The pool chair stakeout

Ever gone on vacation to find every chaise longue reserved by a hat or a towel or a book?

Rebecca Eckler
The pool chair stakeout

James Marshall/Getty Images

The pool chair stakeout
James Marshall/Getty Images

Torontonian Jasmine Miller went on a four-day jaunt to a family resort in Jamaica with a friend recently. But it wasn’t entirely relaxing, as she explains. “I was sitting on a lounge chair by the pool around 11 one morning. My friend and I had been there since 7 a.m. but she had moved to a chair in the shade. I was reading a book when suddenly I heard this woman calling my friend a bitch and screaming, ‘Did you put your book on my chair?’ ”

Miller’s friend retrieved the book from the chair, but not without exchanging words. “They started going at it. My friend argued, ‘You have been gone for four hours!’ ” The woman said she went for breakfast and had put five towels on five chairs to reserve them.

Everyone around the pool was watching the heated exchange. “All I kept thinking was, ‘Honestly? Is this really happening?’ I thought there would be a brawl,” says Miller. “Her anger was completely out of context with the beautiful surroundings of the sky and the sound of the ocean. She really was enraged.”

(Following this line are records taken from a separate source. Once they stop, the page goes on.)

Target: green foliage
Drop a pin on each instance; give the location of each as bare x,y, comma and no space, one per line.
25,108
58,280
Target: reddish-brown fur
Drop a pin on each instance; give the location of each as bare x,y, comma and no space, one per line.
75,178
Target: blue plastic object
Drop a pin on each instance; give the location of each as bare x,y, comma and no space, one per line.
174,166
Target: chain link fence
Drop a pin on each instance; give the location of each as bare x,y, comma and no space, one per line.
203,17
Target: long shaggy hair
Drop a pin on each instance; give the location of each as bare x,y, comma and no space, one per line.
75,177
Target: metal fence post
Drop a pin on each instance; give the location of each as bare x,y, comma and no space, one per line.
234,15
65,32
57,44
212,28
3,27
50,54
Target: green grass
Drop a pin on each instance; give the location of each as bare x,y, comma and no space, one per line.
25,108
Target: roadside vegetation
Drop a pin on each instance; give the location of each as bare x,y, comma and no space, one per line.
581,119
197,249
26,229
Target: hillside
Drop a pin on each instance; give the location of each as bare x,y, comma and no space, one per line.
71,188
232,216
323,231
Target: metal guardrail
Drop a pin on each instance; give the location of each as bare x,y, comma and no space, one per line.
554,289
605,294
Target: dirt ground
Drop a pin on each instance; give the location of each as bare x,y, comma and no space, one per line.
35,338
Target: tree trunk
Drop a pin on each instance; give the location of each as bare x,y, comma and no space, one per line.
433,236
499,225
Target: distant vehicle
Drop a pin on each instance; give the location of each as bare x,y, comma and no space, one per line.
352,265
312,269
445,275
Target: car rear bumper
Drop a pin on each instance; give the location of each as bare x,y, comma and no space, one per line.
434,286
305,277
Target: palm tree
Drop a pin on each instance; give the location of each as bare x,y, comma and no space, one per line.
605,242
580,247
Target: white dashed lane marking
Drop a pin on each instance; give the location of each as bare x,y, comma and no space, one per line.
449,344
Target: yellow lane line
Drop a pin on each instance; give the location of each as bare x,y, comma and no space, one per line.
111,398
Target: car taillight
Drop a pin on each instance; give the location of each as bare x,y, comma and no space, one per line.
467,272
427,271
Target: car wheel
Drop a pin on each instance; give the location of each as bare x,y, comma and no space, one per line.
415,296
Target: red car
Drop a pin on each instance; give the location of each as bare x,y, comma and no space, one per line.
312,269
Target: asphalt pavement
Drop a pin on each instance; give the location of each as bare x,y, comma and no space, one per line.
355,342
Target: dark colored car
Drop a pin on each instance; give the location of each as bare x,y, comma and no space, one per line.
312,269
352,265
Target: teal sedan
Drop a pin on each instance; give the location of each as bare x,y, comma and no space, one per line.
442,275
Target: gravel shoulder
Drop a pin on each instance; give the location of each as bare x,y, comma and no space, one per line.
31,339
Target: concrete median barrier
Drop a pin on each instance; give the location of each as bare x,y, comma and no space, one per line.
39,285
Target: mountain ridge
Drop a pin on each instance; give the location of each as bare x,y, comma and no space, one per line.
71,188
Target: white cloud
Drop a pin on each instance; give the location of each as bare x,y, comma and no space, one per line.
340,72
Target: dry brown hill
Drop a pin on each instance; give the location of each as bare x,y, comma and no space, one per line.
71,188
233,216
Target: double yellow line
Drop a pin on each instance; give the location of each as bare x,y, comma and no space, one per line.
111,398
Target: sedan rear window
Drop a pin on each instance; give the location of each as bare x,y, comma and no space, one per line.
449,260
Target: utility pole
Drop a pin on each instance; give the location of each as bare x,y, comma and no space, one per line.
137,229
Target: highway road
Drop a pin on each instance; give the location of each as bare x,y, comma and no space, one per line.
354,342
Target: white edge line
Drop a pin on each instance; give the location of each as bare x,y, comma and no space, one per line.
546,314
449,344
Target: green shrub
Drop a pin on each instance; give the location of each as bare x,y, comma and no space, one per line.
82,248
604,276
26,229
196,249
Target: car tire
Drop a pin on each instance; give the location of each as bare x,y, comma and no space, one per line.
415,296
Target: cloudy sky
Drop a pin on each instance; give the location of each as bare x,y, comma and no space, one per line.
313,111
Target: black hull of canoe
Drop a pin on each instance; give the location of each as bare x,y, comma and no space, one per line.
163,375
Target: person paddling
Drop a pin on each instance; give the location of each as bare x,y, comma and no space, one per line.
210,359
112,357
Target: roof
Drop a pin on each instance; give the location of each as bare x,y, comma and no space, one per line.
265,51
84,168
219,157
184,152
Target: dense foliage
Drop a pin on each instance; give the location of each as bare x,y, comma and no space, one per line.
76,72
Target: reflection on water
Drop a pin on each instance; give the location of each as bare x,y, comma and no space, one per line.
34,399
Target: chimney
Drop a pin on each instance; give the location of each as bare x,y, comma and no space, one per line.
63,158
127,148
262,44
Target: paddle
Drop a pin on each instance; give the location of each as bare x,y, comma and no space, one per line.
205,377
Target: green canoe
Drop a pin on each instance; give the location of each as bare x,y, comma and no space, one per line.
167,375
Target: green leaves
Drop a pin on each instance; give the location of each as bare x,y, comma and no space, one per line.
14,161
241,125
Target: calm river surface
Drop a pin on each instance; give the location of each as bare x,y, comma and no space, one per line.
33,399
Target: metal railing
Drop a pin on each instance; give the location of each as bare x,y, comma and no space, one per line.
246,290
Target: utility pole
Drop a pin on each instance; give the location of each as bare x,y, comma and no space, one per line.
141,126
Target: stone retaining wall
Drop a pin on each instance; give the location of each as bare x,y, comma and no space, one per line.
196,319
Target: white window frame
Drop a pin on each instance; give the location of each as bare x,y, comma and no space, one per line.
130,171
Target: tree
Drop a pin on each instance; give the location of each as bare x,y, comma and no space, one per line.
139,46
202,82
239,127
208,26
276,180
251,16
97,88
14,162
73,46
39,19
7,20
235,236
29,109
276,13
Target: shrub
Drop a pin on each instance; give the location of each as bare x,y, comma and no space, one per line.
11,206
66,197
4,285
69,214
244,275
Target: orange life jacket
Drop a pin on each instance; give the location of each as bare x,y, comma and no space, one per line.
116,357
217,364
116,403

Welcome to the world of vacations, where lack of pool-chair etiquette can sometimes ruin much needed relaxation. Come holiday season, when resorts are booked to capacity, a simple chaise longue can bring out the beast in people.

Evelyn Hannon, the editor of Journeywoman, a travel-tips website for women, is always surprised how seemingly polite people at home become selfish and rude on holidays. These are the people who get up before everyone else to throw a towel on a chair and expect they have the right to use it all day.

To avoid conflict, some resorts like the Four Seasons in Maui actually have a pool-chair rule, and it is very clear: “Personal belongings placed on chaise longues prior to 7 a.m. do not constitute possession of that chair,” says the note from resort manager Maria Jagla that is left in every room. Guests are given a towel to take to the pool, and attendants assist with seating at the beach and the pool beginning at 7 a.m. Items left on empty chairs are removed after one hour and held at the towel stand for retrieval. It is not possible to hold chairs in multiple locations.

Robyn Zeldin, founder of Toronto’s Wee Care placement agency, has seen people save chairs on both sides of the pool, so they get sun in the morning and shade in the afternoon. “It’s really frustrating,” she says, adding that resorts should assign chairs to guests on week-long vacations. Then there was the acquaintance who freely admitted to bribing the concierge to save chairs for her family. “People paying off staff apparently happens all the time, but really hotels should have enough seating for everyone.”

And if that sounds brazen, consider Jacqueline Cooke’s story. The logistics manager for Nestlé and her husband had a room right on the beach in Aruba, with two beach chairs outside. But when they got up in the morning, someone had already put magazines and towels on the chairs. In retaliation, her husband got up at 4 a.m. one day to claim the chairs with his own books and towels.

At the Ritz-Carlton in South Beach, pool chairs are available on a first-come, first-served basis, but hotel recreation manager Richard Hai says they remove unattended belongings after an hour “for safekeeping.” And yes, guests do get testy when they don’t get their first choice of chairs. His advice is to send someone early, ahead of the family, adding that “teamwork is the best approach.”

Hannon advises keeping your cool and treating other guests as you would treat your neighbours back at home. “Would you not share your lawn chair with a neighbour?”

That will cut down on the stress, and the embarrassment, for everyone.

“Arguing over a pool chair made a spectacle,” says Miller. “And everyone watching became part of the spectacle. And no one wants to feel like that, especially on vacation.”